De nuevo encuentro informes sorprendentes al redactar este artículo: al margen de la información de Manuel J Jáuregui -en su estilo sulfuroso- sobre Delcy Rodríguez, la presidenta “encargada”, de Venezuela. Como ministra de Relaciones Exteriores, ordenó en 2017 transferir un donativo de 500,000 dólares para la investidura de Donald Trump a través de la petrolera del Estado. Según informa el diario francés Le Point, del 7 de enero en curso.
Por su parte, el Miami Herald menciona una investigación que muestra cómo la mencionada hoy presidenta Rodríguez abrió, con otros responsables venezolanos, un canal secreto de negociaciones con Washington, vía Qatar, desde 2025. Diríase una novela de espías. En todo caso, el sedcretario de Estado Marco Rubio, si bien subraya la “ilegitimidad” de origen de la presidenta Rodríguez, considera posible trabajar con ella.
Hoy esta “novela de espías” revela novedades, como la fraternización de Trump, hasta hoy amenazante, con el presidente Petro de Colombia. Todo gracias a una llamada telefónica de éste al estadounidense y una larga conversación, que concluyó en cordialidad y el anuncio de una próxima visita del colombiano a Washington. Con lo que escapa a la espada de Damocles trumpiana, que sigue pendiendo, sin embargo, sobre Cuba, la obsesión de Marco Rubio, y México.

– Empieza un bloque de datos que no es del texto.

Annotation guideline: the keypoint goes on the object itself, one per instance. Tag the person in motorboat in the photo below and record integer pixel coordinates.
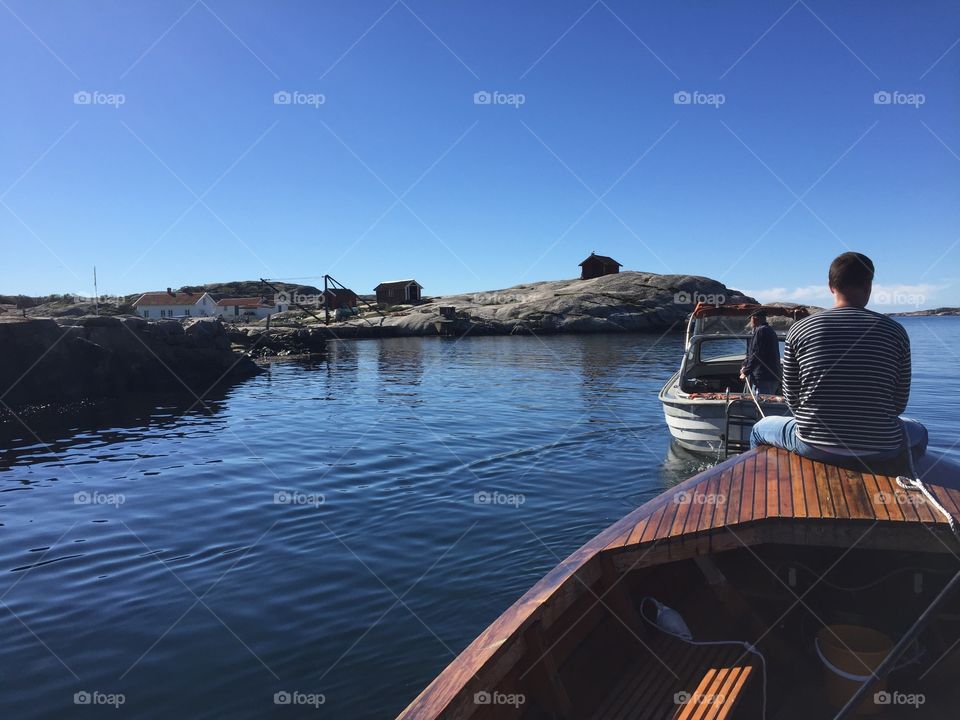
(846, 377)
(761, 367)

Otra revelación de última hora es la presencia de Steve Miller, asesor en política interna del mandatario estadounidense, defensor de tesis de ultraderecha y de iniciativas tales como las deportaciones masivas de inmigrantes. Este personaje, de voz estentórea y agresiva, comienza a ser también asesor en política exterior.
Sin embargo, el zar de Trump en América Latina -como se le denomina en el prestigioso grupo español de análisis internacional El Orden Mundial- es Marco Rubio, secretario de Estado y que ha perseguido durante años el fin del chavismo y tiene en la mira a Cuba, como exiliado, hijo de exiliados cubanos, refugiados en Miami.
Es precisamente Marco Rubio quien ha explicado a los medios el plan de Estados Unidos para Venezuela: “La primera fase consistirá en la estabilización, sobre todo la económica; la segunda, en la recuperación, con el énfasis en la reconciliación nacional, y la tercera será la de la transición y normalización definitiva hacia la celebración de elecciones. Estados Unidos mantendrá indefinidamente el control del petróleo -y su venta a precios del mercado… que beneficie al pueblo estadounidense.” Expuesto el plan a los legisladores, los republicanos lo elogiaron, en tanto que los demócratas lo consideraron un expolio de la riqueza nacional de Venezuela.
Como punto final -por ahora- del presente tema, será tener presente la obsesión de Marco Rubio con Cuba y, ¿más importante?, tener igualmente presente que el personaje se posiciona en la contienda electoral, contrs JD Vance para suceder a Trump como presidente, ¿quién es el peor?